Bugsy Siegel’s original Flamingo is still there . . . sort of (same name, same site, but the orginal building is long gone).
Fuck that shit! Which casinos have historical associations with Hunter S. Thompson?!
Almost Swiftian in its rapier-like subtlety.
For the Rat Pack era, it was . . .
Apropos of nothing, here’s an excerpt from The City in Mind: Notes on the Urban Condition. by James Howard Kunstler:
They say that Antarctica is the worst place on earth, but I believe that distinction belongs to Las Vegas, hands down. For one thing, Antarctica is more pleasing to look at. The natural scenery is about equal to Nevada’s in desolate grandeur, but Antarctica’s man-made artifacts are less distressing to an average human being’s neural network. The population of Antarctica, though tiny in comparison, is better-educated, less transient, and employed in more honorable work.
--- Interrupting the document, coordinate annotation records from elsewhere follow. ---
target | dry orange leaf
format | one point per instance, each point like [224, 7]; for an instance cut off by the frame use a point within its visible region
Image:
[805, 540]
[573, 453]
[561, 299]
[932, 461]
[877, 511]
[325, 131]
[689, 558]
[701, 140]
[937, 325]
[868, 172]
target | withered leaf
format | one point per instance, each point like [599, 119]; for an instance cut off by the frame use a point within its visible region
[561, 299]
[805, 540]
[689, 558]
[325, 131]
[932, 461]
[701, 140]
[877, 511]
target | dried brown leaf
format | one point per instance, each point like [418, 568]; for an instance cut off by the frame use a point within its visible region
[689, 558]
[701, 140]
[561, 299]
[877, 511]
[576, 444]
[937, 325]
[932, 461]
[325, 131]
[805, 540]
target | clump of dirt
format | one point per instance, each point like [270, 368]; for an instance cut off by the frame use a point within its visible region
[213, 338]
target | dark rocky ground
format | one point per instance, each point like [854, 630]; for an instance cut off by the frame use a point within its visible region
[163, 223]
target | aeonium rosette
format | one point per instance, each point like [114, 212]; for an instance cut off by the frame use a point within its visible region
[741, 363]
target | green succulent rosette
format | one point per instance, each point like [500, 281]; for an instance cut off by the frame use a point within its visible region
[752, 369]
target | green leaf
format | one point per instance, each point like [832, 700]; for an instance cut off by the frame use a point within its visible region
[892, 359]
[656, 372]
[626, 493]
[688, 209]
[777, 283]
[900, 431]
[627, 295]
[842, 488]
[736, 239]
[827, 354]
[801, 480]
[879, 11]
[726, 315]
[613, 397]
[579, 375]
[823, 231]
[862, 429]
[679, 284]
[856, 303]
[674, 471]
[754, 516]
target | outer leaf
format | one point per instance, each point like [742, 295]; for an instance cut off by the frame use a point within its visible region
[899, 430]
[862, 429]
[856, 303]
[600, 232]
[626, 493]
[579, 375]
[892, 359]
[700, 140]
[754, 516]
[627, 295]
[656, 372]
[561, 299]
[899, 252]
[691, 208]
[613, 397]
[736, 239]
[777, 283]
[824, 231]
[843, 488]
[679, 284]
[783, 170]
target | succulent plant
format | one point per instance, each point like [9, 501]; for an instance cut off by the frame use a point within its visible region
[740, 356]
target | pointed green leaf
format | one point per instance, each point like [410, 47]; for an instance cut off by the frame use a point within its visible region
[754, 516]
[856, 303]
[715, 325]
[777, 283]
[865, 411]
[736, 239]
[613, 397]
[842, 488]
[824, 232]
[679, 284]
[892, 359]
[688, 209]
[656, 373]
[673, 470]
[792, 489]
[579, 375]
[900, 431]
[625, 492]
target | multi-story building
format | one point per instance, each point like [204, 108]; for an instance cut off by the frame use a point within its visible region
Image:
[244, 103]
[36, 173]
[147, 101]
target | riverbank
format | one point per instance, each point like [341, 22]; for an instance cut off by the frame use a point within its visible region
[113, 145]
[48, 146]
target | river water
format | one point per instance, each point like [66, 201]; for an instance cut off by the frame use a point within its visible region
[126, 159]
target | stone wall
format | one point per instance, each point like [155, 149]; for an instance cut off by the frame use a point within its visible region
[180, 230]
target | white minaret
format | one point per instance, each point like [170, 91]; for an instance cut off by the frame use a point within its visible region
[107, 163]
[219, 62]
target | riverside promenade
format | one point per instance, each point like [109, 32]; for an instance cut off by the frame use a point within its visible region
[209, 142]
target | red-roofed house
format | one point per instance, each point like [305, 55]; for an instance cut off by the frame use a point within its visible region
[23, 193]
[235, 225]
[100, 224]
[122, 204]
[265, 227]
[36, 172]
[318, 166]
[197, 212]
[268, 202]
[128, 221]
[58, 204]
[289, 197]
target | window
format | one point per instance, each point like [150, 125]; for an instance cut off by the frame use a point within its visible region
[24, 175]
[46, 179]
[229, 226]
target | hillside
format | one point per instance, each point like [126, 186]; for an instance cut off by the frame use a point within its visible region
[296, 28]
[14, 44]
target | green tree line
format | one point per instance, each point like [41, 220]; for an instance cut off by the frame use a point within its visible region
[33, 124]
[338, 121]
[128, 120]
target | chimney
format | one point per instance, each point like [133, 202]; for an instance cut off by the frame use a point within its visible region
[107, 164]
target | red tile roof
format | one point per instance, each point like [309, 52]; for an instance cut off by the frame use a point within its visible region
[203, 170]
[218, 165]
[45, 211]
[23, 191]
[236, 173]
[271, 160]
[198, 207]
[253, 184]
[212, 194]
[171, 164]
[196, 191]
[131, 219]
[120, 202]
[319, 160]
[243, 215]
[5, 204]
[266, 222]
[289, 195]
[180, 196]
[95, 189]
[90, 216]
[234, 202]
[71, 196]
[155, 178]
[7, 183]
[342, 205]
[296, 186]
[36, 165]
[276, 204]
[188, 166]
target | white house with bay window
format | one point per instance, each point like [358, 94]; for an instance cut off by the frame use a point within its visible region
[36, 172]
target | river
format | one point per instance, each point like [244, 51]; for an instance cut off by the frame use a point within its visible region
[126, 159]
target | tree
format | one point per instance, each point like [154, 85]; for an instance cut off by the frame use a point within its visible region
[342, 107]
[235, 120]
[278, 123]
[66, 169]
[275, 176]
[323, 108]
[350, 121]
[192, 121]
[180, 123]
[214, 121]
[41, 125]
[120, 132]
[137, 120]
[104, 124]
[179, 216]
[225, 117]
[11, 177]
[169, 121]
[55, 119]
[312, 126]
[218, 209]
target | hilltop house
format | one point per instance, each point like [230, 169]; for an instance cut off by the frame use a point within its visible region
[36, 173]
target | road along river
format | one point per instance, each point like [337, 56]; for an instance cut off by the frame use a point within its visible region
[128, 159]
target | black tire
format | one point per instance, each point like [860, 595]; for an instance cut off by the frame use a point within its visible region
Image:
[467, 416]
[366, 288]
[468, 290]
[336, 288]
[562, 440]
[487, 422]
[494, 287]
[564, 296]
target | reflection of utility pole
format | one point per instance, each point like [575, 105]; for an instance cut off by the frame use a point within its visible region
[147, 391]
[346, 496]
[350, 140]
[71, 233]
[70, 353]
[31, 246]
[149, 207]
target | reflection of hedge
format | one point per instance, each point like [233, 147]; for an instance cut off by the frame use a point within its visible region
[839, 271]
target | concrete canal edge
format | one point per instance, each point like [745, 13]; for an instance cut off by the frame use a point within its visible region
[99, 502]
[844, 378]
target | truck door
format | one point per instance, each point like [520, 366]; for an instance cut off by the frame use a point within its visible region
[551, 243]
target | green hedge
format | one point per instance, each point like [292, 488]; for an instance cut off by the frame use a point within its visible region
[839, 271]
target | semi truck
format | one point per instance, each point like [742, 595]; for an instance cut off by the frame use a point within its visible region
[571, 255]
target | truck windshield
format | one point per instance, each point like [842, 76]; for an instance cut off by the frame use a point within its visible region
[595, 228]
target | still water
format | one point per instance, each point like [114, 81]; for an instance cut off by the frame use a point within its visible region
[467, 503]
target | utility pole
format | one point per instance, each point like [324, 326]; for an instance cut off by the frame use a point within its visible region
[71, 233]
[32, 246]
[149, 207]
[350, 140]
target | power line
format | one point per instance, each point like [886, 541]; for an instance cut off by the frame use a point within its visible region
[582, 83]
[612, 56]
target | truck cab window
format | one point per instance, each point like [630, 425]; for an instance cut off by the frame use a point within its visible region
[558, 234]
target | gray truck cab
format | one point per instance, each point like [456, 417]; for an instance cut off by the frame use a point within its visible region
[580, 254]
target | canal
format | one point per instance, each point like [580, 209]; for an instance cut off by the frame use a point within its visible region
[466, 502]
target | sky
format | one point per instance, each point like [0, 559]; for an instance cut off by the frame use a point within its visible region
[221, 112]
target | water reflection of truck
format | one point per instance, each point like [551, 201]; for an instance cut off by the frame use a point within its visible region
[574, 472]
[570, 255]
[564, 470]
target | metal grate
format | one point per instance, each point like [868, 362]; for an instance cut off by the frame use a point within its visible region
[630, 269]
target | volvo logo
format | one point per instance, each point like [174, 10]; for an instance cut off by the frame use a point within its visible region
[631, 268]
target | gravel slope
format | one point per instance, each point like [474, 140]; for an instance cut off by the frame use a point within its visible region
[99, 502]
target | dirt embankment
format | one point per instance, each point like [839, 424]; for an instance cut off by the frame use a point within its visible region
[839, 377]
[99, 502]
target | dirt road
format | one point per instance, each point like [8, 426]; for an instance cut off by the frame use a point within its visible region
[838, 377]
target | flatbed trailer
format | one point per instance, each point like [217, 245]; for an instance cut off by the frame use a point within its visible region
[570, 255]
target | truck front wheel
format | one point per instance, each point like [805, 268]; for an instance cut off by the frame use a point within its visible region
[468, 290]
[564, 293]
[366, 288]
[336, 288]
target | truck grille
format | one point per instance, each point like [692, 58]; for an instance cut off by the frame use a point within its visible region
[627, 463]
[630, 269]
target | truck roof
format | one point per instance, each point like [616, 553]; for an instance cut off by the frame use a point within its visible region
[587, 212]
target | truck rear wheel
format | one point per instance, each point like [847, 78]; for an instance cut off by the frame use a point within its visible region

Las Vegas certainly leads in cheap buffets, but the result is a shocking rate of obesity with attendent medical disorders. Some might even argue that overall Antarctica has better weather. In Las Vegas, a baby left unattended in the back seat of a car for nine minutes will fricasee before its mother returns with the dry cleaning.
As I write, Las Vegas is the fastest-growing city in the United States. For a culture that understands things only in terms of numbers, this supposedly proves that it must be a splendid place. I’ve heard it touted often as the American city of the future, the prototype habitat for a society in which the old boundaries between work, leisure, entertainment, information, production, service, and acquisition dissolve, and a new exciting, colorful, pleasure-laden human meta-existence finds material expression in any wishful form the imagination might conjure out of an ever-mutating blend of history, fantasy, electrosilicon alchemy and unfettered desire. If Las Vegas truly is our city of the future, then we might as well all cut our own throats tomorrow. I certainly felt like cutting mine after only a few days there, so overwhelming was the sheer anomie provoked by every particular of its design and operation. As a city it’s a futureless catastrophe. As a tourist trap, it’s a meta-joke. As a theosophical matter, it presents proof that we are a wicked people who deserve to be punished. In the historical context, it is the place where America’s spirit crawled off to die.
The trouble with Las Vegas is not just that it is ridiculous and dysfunctional, but that anybody might take it seriously as a model for human ecology on anything but the most extreme provisional terms. That they do might in itself be proof that American civic culture has reached a terminal stage. Even the casual observer can see that Las Vegas is approaching its tipping point as a viable urban system, particularly in the matter of scale. In evolutionary biology, at the threshold of extinction organisms often attain gigantic size and a narrow specialty of operation that leaves them very little room to adapt when their environment changes even slightly. This is the predicament of Las Vegas. Its components have attained a physical enormity that will leave them vulnurable to political, economic, and social changes that are bearing down upon us with all the inexorable force of history.
Las Vegas evolved as a crude extrapolation of several elements of American culture: the defiance of nature, abnormally cheap land, vast empty space for expansion, and the belief that it is possible to get something for nothing -- these elements all presenting themselves there in the most extreme form. The trouble with extrapolation as a growth model is that it assumes the continuation of all present conditions in the future, only more so. Since this is not consistent with how the world works, systems organized on this basis fail. Anyway, to extrapolate urban growth based only on extreme conditions invites certain catastrophe, since the law of unintended consequences will produce ever more compounded skewed outcomes. The destiny of Las Vegas, therefore, would seem bright in the same sense that a thermonuclear explosion is bright. I view it as a model for the extinction of the system I call the National Automobile Slum.
silenus
February 3, 2010, 11:47pm
46
That would be The Mint , downtown, which is now a part of Binion’s .
He was staying at The Mint during the events in Fear and Loathing. The Mint was sold in the late 80s to its next-door-neighbor casino, Binion’s Horseshoe, and The Mint became part of the Horseshoe. In the book, Thompson mentions he stayed in room 1850, but I assume the room numbers would have changed when this happened, so I’m not sure the current room 1850 in the hotel is the same 1850 it was when Thompson stayed there.
In any case, late last year, The Horseshoe shut down the hotel part of their business, so you wouldn’t be able to visit it anyway. The casino is still open, though.
The Venetian is far and away my favorite as far as the niceness of the rooms. The standard rooms are quite well appointed, unlike the Bellagio, Luxor and New York, which are little more than airport Hiltons when you’re just talking about the rooms.
Wheelz
February 4, 2010, 8:36pm
49
Wow, what a load of smug, self-satisfied, holier-than-thou crap that excerpt is!
God forbid people might just want to go there to, you know, have some fun.